The market’s been starstruck this year as private equity firms have backed a series of successful stock offerings. But when the stock market doesn’t provide a viable exit, firms are also borrowing behind the scenes, using their portfolio companies to raise cash.
Many of these loans aren’t going to fund improvements at the company. They’re being used to pay out dividends to existing limited partners.
Buyout shops have issued $11.3 billion in leveraged loans for their portfolio companies so far this year, compared to $7.16 billion of stock in buyout-backed public offerings.
A key driver behind this borrowing spree is the desire to curry limited partners’ favor while the firms try to raise new funds. Many existing investors are pushing to see returns before recommitting capital to a new fund, which has helped drag out the average time to close a fund, now averaging 20.4 months up from 11.4 months in the peak in 2007.
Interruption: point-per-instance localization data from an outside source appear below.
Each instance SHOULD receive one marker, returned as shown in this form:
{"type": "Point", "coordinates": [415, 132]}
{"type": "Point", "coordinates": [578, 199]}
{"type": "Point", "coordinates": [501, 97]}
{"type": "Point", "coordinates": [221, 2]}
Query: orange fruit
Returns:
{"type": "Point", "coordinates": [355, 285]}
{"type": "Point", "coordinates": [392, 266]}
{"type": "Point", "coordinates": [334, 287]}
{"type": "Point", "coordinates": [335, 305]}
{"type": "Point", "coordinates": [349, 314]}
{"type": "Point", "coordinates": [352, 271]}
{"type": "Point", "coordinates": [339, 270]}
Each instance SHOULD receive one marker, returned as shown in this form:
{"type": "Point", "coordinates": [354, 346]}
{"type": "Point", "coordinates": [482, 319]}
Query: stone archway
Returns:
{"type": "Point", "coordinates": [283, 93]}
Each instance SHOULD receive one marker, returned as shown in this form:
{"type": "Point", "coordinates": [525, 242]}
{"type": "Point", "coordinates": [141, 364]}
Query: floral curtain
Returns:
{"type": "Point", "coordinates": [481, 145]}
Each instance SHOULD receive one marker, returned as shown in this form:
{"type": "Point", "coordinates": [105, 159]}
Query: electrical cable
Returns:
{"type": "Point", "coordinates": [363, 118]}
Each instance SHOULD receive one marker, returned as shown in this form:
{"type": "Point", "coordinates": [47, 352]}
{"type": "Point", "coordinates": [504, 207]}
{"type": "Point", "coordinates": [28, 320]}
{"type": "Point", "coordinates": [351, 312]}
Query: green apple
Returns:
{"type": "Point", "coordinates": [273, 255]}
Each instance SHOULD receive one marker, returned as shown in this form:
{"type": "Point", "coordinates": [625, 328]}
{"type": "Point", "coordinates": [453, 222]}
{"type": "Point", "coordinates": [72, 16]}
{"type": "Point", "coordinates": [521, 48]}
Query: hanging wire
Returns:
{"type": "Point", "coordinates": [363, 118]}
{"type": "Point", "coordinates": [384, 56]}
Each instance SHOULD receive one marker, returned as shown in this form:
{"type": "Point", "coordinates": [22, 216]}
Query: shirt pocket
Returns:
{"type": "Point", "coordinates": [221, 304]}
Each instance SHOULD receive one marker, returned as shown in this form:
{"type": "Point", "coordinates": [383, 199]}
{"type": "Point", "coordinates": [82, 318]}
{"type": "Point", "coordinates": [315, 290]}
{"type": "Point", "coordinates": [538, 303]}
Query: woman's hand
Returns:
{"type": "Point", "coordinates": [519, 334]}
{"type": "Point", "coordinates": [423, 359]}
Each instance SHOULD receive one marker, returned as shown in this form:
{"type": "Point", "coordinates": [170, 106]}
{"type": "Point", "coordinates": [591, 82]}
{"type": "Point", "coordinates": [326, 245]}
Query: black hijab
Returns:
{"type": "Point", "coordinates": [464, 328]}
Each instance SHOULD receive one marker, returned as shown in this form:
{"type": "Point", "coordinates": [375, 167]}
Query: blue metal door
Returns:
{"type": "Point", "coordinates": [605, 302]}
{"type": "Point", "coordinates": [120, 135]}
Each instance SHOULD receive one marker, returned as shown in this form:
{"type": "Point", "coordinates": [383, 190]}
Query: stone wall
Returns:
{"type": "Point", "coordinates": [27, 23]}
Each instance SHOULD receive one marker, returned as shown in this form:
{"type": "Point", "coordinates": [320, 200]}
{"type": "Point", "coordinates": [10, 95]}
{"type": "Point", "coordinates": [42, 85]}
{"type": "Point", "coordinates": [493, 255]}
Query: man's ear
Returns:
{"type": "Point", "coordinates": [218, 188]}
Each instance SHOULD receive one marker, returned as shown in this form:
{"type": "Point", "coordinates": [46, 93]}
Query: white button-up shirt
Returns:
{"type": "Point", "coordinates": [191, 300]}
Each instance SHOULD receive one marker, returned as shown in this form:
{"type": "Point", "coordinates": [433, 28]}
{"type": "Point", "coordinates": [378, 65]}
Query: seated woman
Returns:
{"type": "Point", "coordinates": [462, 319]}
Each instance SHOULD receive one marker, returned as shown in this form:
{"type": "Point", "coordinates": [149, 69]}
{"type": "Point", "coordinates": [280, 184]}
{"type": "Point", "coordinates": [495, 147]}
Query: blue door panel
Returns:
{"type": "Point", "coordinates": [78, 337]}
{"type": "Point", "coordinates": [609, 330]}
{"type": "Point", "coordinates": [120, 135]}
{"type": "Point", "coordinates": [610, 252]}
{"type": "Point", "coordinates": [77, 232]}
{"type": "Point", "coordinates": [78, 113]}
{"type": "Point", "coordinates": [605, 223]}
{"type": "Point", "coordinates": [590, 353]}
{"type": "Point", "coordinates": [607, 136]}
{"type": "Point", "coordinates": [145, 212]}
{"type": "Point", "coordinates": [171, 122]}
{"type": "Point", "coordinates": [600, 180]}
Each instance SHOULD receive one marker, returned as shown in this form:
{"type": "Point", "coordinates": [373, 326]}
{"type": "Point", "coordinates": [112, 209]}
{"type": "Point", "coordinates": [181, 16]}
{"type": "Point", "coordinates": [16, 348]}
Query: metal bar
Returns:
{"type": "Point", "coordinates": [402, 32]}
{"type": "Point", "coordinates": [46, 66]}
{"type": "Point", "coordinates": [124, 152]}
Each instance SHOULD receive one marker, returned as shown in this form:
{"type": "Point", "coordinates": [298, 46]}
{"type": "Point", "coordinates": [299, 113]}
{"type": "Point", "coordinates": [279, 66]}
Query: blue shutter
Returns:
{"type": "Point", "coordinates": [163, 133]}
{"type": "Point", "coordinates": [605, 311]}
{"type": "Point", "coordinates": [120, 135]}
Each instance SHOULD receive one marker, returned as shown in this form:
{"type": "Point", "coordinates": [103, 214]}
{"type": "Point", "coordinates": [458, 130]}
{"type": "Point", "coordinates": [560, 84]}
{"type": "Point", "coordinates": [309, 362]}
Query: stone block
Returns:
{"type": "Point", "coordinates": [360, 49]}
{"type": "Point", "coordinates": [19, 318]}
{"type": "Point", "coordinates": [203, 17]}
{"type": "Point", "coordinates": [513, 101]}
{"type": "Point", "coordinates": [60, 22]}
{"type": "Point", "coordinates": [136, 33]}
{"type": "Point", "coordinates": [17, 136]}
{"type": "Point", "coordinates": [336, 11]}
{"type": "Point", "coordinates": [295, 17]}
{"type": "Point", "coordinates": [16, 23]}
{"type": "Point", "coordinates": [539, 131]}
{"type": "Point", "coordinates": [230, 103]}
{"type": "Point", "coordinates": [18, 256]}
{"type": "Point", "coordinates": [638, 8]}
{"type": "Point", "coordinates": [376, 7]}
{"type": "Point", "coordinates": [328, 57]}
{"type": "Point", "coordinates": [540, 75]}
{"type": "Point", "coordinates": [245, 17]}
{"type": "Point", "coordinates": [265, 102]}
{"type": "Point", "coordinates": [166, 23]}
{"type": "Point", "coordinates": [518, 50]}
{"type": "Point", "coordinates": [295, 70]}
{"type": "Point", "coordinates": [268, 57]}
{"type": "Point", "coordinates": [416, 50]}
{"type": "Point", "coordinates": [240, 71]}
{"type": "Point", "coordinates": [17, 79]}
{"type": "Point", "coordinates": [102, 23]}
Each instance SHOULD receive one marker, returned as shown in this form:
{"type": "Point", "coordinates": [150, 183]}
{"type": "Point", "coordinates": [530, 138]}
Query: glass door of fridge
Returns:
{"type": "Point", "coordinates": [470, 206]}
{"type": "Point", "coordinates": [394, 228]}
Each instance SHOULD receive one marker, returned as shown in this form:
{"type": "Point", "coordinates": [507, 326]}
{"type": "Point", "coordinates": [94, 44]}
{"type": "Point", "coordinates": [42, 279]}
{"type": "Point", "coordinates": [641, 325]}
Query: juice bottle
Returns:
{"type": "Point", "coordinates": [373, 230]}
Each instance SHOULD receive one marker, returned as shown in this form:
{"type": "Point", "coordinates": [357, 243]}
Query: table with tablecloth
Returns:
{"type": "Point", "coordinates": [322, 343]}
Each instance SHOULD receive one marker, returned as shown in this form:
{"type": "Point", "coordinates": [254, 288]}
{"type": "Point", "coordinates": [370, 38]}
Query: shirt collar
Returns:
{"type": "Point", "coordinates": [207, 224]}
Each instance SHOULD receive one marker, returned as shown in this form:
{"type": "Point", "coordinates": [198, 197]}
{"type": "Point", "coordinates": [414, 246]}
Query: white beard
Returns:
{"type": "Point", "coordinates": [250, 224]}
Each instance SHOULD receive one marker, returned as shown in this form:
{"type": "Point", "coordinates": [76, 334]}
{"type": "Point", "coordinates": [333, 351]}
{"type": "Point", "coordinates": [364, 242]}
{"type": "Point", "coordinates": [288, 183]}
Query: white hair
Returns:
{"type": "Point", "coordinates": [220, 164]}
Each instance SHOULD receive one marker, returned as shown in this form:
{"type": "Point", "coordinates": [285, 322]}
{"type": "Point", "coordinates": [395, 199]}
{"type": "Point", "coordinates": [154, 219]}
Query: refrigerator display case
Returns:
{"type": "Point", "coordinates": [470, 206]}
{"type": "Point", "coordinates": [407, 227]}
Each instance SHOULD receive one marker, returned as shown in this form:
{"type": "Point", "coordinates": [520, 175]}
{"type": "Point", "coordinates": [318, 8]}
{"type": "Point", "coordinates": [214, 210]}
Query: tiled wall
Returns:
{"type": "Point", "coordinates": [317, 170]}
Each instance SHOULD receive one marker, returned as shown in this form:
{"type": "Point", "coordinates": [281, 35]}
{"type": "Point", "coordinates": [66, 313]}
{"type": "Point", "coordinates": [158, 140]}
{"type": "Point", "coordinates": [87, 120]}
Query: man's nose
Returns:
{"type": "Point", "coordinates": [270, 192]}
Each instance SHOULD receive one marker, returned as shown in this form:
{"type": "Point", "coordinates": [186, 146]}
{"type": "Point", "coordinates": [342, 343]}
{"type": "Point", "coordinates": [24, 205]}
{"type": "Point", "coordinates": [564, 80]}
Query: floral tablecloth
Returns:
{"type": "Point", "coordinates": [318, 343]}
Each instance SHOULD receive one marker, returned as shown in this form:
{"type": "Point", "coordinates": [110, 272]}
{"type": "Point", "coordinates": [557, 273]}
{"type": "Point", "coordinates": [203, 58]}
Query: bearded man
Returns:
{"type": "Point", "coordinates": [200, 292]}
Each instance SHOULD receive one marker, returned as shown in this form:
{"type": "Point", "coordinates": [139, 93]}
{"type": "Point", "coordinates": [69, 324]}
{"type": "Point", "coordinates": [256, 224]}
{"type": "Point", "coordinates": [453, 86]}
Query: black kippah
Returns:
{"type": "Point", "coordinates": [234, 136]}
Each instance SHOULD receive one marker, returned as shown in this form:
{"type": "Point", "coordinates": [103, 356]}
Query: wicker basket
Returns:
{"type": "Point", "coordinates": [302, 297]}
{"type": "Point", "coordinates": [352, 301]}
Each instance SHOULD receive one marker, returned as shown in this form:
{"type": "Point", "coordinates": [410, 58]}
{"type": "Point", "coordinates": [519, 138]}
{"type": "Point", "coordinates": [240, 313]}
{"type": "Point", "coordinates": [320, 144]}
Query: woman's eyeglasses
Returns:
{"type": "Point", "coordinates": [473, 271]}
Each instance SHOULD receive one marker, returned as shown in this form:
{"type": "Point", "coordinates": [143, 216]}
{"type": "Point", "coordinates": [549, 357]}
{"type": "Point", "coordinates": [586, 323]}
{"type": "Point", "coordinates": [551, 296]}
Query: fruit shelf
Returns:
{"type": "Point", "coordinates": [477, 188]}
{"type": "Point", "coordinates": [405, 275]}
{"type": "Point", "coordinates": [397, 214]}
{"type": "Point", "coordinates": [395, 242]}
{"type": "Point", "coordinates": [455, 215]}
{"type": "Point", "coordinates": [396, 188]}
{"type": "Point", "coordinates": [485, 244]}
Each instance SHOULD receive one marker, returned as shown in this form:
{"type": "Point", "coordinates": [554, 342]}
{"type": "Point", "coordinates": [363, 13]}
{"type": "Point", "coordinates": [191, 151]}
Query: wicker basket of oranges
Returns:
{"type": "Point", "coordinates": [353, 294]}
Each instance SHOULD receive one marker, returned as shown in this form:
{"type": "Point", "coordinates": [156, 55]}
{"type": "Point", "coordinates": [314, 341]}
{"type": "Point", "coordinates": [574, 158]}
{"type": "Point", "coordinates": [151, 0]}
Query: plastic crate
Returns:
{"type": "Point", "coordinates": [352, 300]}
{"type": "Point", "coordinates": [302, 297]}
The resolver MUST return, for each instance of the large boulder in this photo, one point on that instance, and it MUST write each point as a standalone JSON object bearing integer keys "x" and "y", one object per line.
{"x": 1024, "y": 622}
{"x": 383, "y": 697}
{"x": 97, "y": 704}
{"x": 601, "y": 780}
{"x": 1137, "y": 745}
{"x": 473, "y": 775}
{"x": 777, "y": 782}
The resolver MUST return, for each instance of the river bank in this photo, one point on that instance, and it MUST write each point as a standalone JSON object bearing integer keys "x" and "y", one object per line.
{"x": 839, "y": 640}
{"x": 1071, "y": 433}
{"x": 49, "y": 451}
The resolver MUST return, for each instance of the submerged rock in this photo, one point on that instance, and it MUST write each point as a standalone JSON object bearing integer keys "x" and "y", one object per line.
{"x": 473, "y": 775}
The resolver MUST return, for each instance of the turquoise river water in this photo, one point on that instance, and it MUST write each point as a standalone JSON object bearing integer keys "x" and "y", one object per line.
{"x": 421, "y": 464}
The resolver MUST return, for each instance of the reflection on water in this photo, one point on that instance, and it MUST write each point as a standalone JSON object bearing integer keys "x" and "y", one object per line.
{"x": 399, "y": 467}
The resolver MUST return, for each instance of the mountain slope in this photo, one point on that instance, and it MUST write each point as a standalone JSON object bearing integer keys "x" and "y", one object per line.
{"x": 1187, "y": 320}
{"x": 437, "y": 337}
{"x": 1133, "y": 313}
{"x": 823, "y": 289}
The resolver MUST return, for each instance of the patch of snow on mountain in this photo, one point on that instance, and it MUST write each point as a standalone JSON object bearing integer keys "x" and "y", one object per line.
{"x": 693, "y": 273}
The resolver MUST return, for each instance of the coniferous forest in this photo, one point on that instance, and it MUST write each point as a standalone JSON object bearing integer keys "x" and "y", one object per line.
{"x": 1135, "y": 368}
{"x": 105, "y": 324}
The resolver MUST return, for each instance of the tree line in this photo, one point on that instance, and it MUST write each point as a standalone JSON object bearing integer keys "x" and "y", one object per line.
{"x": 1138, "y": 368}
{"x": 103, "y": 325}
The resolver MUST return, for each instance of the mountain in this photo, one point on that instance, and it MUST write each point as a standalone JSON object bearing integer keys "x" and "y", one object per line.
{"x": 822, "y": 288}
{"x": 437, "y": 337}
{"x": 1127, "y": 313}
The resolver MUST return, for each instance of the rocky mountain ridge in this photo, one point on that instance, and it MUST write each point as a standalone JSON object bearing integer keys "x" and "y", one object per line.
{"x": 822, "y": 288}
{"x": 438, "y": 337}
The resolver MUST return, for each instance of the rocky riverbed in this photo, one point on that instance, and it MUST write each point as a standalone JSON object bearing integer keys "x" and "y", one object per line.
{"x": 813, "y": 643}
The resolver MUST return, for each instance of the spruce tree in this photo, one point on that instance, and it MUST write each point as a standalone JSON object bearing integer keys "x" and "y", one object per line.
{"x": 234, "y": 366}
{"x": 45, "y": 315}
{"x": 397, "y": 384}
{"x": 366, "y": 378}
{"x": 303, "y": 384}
“It’s always a push and pull with legacy investors,” said A.J. Weidhaas, a partner in the private equity practice at Goodwin Procter.
The issue of returning capital while fund raising “has come into sharper focus,” Weidhaas said— an issue that gets more complicated when the limited partner at hand has limits for how much money it can allocate to private equity. Often times, cash must be returned, in these cases, before more can be invested.
This can put private equity firms in a bind, forcing them to choose between irritated LPs or tepid returns from a public offering. There are other ways besides borrowing to find the cash to give back to investors.
Selling an existing portfolio company to another private equity firm is one option. Limited partners can also take matters into their own hands and sell their stakes to other investors in the secondary market.
“You have a fiduciary duty to your investors to be honest with them about the best possible results,” says Richard Anthony, global head of the private funds group at Evercore Partners .
If leveling with LPs doesn't work, there are always leveraged loans.
A case in point: Petco Animal Supplies, the pet company owned by TPG Capital and Leonard Green. The company this week refinanced a $1.2 billion loan it expects to close next week, and $700 million of this total will be distributed to the firms’ limited partners and various investors.
There’s no question the IPO market has been on the up, though, especially compared to a meager $1.34 billion in stock offerings it was able to digest in 2010. Companies like HCA, expected to go public next week, Nielsen , and Kinder Morgan will have raised as much as $10 billion after their private equity parents put them out to market again. And the fact that the deal sizes keep getting bigger shows further promise.
Regardless, private equity looks set to benefit from the boom. Among current limited partners, 68 percent plan to commit the same amount or more to private equity this year, and new funds should get some $350 billion in commitments this year, data provided by Prequin show.